Stowarzyszenie Inicjatywa Polska przygotowało projekt inicjatywy uchwałodawczej "Dzieciaki bez biletów" dotyczący zagwarantowania uczniom szkół podstawowych darmowych przejazdów komunikacją miejską. Inicjatywa Polska podaje 6 powodów, dla których darmowa komunikacja miejska dla uczniów podstawówek powinna być wprowadzona:
1. Oszczędność w budżecie domowym - dzięki darmowej komunikacji w domowym budżecie pojawią się oszczędności sięgające nawet 100 złotych w skali miesiąca.
2. Wyrównywanie szans - darmowe przejazdy dla uczniów sprawią, że wszystkie dzieci będą mogły w takim samym stopniu korzystać z komunikacji miejskiej.
3. Promocja komunikacji miejskiej - darmowe przejazdy uczniów powinny spowodować wzrost liczby dorosłych pasażerów, ponieważ przejazd samochodem stanie się nieopłacalny.
4. Zdrowszy Wałbrzych - częstsze korzystanie z komunikacji miejskiej to mniejsza ilość samochodów na miejskich drogach a zarazem mniej zanieczyszczone powietrze.
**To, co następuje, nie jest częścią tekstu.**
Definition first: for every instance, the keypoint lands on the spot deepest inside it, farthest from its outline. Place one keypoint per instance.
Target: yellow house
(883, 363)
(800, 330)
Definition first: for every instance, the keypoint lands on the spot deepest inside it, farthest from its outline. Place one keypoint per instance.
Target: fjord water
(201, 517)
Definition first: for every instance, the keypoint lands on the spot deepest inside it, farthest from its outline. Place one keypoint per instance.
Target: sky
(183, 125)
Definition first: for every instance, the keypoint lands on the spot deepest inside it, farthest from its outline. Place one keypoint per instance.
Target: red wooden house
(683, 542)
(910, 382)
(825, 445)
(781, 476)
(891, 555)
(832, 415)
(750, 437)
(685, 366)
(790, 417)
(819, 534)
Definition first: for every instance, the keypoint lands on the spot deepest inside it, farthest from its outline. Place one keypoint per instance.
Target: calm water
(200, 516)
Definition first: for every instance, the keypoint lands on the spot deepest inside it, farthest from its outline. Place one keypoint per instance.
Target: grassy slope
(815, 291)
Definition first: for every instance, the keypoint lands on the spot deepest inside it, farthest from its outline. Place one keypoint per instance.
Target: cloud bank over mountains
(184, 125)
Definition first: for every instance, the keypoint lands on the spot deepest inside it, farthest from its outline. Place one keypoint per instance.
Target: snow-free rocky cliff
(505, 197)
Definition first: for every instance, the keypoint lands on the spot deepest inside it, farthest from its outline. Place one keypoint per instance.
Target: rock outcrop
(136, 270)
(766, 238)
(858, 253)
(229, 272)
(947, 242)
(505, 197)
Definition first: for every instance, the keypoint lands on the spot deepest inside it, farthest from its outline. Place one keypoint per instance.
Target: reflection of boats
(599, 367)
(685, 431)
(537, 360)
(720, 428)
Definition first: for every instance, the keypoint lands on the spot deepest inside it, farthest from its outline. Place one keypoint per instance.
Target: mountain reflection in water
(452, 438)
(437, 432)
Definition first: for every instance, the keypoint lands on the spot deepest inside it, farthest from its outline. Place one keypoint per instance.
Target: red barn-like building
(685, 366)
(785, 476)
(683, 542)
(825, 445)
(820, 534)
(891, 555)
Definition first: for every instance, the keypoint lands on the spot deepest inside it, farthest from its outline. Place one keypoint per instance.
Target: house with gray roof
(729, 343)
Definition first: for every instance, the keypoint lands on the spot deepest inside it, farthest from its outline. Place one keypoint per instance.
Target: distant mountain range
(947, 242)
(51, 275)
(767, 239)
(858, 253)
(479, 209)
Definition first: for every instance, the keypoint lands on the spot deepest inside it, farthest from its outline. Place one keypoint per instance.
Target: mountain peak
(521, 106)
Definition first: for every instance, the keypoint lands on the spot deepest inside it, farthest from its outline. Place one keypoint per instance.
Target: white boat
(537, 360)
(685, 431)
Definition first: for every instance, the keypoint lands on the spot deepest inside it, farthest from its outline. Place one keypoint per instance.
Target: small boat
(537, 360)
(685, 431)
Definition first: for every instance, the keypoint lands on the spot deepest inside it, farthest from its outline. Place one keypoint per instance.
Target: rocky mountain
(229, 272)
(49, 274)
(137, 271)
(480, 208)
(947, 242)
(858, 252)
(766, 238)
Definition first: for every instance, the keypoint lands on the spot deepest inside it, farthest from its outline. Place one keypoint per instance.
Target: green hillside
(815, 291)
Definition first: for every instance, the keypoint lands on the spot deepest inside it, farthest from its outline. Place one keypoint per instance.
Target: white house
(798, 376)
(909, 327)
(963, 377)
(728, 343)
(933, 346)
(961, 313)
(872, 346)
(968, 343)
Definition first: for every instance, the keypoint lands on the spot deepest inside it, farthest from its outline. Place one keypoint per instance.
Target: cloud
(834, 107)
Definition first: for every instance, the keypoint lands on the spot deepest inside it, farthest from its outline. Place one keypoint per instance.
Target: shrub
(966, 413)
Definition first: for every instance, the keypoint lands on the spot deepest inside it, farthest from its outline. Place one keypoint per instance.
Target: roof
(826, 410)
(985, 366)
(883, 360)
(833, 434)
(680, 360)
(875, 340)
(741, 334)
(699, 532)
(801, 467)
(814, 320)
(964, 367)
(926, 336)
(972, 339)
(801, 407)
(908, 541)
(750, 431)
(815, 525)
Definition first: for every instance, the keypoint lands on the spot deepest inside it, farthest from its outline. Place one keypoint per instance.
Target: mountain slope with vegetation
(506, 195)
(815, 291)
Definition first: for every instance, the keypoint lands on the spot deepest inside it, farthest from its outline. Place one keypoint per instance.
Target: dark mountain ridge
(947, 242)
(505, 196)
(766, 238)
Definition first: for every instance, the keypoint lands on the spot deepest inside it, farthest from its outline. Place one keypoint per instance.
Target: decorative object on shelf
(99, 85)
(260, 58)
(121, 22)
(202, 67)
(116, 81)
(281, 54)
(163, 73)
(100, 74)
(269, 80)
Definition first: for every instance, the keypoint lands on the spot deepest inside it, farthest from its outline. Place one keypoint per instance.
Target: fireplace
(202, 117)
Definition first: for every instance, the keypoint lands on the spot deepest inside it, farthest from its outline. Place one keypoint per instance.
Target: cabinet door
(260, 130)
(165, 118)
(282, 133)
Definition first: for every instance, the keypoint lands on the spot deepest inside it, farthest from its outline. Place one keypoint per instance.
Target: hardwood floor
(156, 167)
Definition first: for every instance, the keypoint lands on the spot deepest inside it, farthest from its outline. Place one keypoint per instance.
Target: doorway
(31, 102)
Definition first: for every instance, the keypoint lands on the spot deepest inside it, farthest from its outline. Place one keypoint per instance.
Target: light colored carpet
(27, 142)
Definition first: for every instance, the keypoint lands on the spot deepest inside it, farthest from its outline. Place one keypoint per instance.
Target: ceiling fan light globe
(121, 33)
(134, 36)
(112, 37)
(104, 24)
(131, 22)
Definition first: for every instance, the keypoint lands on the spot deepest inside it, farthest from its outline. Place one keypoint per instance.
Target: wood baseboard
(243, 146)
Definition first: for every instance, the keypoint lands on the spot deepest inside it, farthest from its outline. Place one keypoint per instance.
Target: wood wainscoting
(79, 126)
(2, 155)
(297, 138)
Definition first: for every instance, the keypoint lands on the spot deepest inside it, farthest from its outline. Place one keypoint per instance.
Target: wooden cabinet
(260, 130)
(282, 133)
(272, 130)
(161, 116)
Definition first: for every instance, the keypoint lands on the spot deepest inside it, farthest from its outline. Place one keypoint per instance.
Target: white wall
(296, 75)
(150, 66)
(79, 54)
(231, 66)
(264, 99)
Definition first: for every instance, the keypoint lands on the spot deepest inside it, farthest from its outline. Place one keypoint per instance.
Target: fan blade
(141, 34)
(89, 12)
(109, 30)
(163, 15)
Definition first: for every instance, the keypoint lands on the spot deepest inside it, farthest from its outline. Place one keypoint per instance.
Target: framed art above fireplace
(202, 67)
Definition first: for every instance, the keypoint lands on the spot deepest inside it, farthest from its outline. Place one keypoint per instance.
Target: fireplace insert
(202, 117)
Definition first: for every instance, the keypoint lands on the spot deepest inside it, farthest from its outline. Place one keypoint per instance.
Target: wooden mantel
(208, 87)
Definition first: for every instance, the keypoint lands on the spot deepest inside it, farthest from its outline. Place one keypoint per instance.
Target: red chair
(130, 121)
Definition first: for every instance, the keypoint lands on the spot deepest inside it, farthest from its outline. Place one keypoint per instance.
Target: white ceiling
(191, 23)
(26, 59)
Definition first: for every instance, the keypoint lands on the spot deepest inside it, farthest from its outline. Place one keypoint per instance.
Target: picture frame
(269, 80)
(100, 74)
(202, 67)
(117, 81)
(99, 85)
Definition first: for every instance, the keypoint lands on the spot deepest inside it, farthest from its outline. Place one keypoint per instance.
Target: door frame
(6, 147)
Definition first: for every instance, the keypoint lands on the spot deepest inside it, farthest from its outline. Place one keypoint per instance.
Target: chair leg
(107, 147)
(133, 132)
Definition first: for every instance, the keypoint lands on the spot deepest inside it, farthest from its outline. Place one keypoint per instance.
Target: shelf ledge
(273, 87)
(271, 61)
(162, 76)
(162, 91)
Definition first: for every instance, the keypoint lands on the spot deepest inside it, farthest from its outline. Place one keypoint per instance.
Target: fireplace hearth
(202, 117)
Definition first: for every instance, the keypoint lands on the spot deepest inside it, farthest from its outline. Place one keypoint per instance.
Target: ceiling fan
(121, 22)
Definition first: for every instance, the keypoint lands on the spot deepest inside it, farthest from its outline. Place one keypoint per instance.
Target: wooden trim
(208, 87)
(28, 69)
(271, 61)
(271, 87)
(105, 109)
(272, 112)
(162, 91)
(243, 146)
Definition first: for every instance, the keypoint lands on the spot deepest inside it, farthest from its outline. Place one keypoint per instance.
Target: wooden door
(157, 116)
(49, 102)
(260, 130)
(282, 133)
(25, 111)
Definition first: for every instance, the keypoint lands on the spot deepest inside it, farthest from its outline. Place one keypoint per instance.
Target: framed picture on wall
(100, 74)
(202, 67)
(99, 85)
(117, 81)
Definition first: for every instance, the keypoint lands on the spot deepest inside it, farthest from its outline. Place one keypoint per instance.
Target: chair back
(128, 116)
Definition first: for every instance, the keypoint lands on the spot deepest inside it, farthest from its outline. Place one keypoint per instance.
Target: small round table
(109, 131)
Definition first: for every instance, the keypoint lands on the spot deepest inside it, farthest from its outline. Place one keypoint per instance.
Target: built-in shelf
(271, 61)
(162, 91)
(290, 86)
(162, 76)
5. Edukacja - dzieci korzystające z komunikacji miejskiej powinny nabrać dobrych nawyków korzystania z tej właśnie formy transportu w przyszłości.
6. Niewielkie koszty - koszt rocznych darmowych przejazdów uczniów powinien z roku na rok się obniżać, dzięki wzrastającej liczbie osób dorosłych, korzystających z tej formy komunikacji.
- O tym, że taki projekt jest przez wałbrzyszan oczekiwany, świadczy fakt, że podpisało się pod nim ponad 2 tysiące osób - mówi Mateusz Rambacher, inicjator przedsięwzięcia. - Nie wszystkich rodziców stać na kupno biletów dzieciom, a Wałbrzych to miasto rozległe i dzieciom z takich dzielnic jak Sobięcin, Biały Kamień czy Podgórze ciężko czasami uczestniczyć w wydarzeniach kulturalnych czy sportowych.
Rambacher zwracał uwagę również na fakt, że w wielu miastach w Polsce takie rozwiązania już funkcjonują, a niektóre miasta poszły nawet dalej w darmowej komunikacji miejskiej. Tak faktycznie jest, ale prezydent Roman Szełemej twierdzi, że projekt jest ciekawy, ale Wałbrzycha na razie nie stać na jego realizację.
- Cieszę się z aktywności obywatelskiej, jednak uważam, że na takie rozwiązania mogą sobie pozwolić miasta bogate - mówi Szełemej. - My wciąż mamy wiele do zrobienia i do tematu będzie można wrócić za rok, może dwa.
Z wyliczeń ZDKiUM w Wałbrzychu wynika, że proponowana inicjatywa obywatelska kosztowałaby miasto 1 milion 344 tysiące złotych rocznie. Ostatecznie radni przy 15 głosach "przeciw" i 3 "wstrzymujących się" projekt odrzucili.